Provisional rosters for next month’s World Baseball Classic were released today. The Astros won’t have a player on Team USA, but there are four current Astros that will be representing their respective countries at the tournament. Two Astros farmhands also made the list.

Fernando Martinez (Brad Barr-USA TODAY Sports)

Outfielder Fernando Martinez and reliever Rhiner Cruz will be playing for Spain. I expect their tournament run to end early considering they are in Pool C and will have to face the Dominican Republic, Puerto Rico, and Venezuela. Astros lefty Xavier Cedeno will be pitching for Puerto Rico. Jose Altuve was rumored to be headed to the Venezuelan team, but his name did not appear on the provisional roster. However, roster changes will be allowed between now and the February 20 deadline.

Reliever Chia-Jen Lo will be pitching for Chinese Taipei. He will be joined by Astros AAA outfielder Che-Hsuan Lin. They will be part of Pool B along with Australia, Korea, and The Netherlands.

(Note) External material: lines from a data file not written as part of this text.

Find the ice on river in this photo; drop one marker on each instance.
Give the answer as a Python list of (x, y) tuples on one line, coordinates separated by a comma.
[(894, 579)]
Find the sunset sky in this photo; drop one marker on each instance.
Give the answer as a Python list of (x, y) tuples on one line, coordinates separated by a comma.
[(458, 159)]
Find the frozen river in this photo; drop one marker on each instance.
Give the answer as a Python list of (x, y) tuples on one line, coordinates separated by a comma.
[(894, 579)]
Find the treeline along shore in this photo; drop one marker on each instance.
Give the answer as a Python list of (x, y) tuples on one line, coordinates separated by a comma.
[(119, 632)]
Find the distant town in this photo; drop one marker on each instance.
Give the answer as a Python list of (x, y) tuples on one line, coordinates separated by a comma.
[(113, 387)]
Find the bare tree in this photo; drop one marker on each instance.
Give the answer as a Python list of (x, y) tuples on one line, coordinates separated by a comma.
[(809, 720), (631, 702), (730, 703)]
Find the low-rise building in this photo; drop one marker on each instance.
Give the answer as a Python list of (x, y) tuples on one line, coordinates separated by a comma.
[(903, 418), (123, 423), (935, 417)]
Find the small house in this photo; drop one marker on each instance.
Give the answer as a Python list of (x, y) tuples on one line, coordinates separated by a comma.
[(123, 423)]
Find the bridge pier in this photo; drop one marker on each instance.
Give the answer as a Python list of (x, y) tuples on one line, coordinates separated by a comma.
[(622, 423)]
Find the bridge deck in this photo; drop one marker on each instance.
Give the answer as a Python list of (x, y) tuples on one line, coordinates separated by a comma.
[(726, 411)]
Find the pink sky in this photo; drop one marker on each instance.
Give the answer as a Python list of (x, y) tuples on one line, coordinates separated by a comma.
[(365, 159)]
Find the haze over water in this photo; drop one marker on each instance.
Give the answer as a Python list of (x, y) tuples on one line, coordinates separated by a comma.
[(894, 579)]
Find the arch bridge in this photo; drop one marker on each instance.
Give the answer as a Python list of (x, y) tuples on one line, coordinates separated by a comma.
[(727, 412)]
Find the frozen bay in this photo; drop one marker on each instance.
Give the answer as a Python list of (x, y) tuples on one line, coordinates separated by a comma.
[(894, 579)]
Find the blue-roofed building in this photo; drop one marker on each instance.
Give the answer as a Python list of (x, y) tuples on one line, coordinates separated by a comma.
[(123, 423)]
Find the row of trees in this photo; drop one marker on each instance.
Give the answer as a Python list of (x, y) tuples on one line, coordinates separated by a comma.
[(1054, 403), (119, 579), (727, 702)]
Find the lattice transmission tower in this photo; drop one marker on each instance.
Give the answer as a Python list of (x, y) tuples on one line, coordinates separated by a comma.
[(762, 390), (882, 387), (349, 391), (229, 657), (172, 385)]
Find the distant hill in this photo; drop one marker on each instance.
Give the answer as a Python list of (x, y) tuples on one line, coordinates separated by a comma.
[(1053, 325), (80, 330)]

Right-hander Murilo Gouvea, who spent last season at Class A Lexington, will be representing his home country of Brazil. The Brazilians are in Pool A with China, Cuba, and Japan. Pool A will kick-off the tournament on March 2.

Team USA sends a star-studded team into Pool D against Canada, Italy, and Mexico. The team USA roster includes Ryan Braun, R.A. Dickey, Joe Mauer, Kris Medlen, Chris Perez, Giancarlo Stanton, David Wright, and Ben Zobrist, among others. Pool D starts play on March 8.

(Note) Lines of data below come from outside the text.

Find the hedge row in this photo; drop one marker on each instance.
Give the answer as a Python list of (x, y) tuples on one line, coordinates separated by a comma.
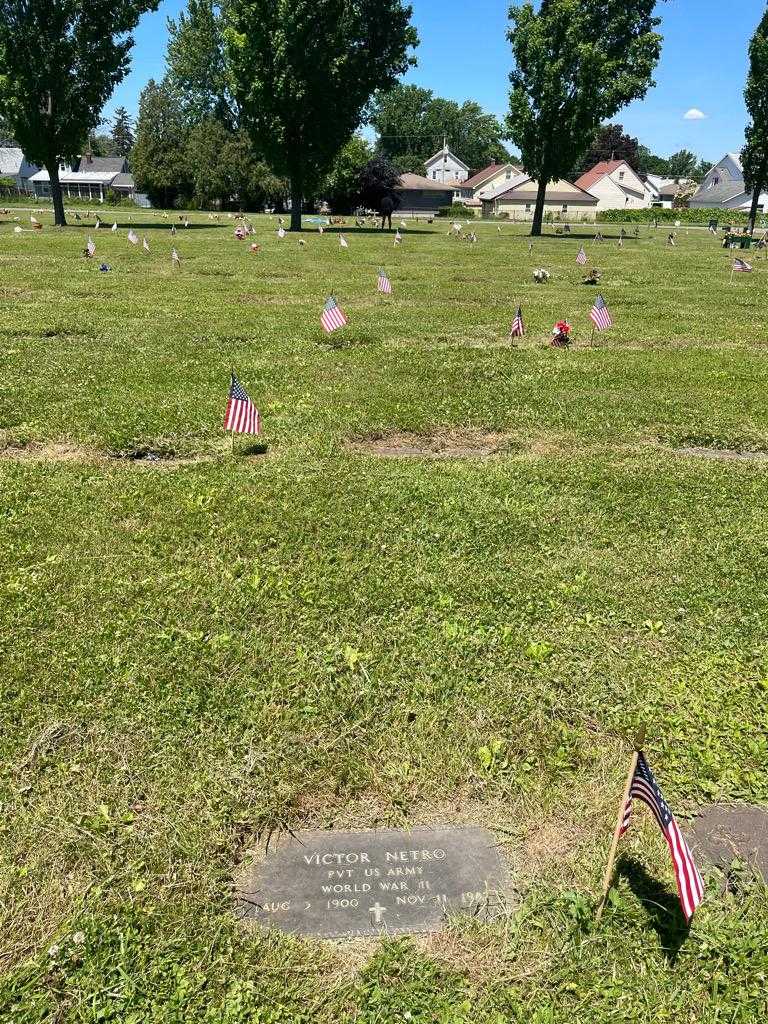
[(685, 216)]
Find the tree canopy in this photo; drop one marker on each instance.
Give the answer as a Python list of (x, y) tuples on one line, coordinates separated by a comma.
[(59, 61), (577, 62), (755, 153), (304, 72), (411, 124)]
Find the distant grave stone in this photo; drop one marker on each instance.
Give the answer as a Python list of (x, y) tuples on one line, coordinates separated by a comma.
[(732, 832), (349, 884)]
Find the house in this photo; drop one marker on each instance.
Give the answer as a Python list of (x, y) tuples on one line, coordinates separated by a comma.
[(516, 199), (422, 196), (14, 165), (723, 187), (470, 192), (615, 185), (664, 193), (444, 167), (92, 178)]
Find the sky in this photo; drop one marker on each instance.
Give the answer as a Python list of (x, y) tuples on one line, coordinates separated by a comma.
[(464, 54)]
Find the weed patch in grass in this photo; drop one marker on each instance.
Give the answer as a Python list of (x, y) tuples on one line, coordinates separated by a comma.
[(468, 443)]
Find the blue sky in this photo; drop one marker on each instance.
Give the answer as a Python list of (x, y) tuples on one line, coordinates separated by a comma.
[(464, 55)]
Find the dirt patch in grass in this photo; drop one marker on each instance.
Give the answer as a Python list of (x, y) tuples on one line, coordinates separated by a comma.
[(458, 443), (723, 455)]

There are plenty of former Astros that will be competing in next month’s tournament as well. Some, like Carlos Beltran (Puerto Rico), Octavio Dotel (Dominican Rep.), and Wandy Rodriguez (Dominican Rep.) are current big leaguers. Others, like Nelson Figueroa (Puerto Rico), Kazuo Matsui (Japan), Ryan Rowland-Smith (Australia), and Miguel Tejada (Dominican Rep.) are blasts from the past.

Personally, I’m not a big fan of the WBC. I mean, I like the idea and what it represents. I also enjoy watching competitive games in the month of March. It’s nice for us fans to get to see some early action, but the sport simply isn’t set up to accommodate such a tournament – at least from the standpoint of MLB. It can have a negative effect on players and their training schedules… especially pitchers.

Rhiner Cruz (Chris Humphreys-USA TODAY Sports)

The Major League season is a marathon and Spring Training is an important part of the players’ routines to get ready for the long grind. Most guys aren’t in tip-top condition in March and some can experience setbacks that could have an impact on their MLB team. The risk of serious injury is also an obvious factor.

Although it’s easy to point out the drawbacks, most of us will be happy to see baseball make an early debut this year. MLB Network will make it easy for us by broadcasting every game of the tournament. That means we’re only 45 days away from WBC action.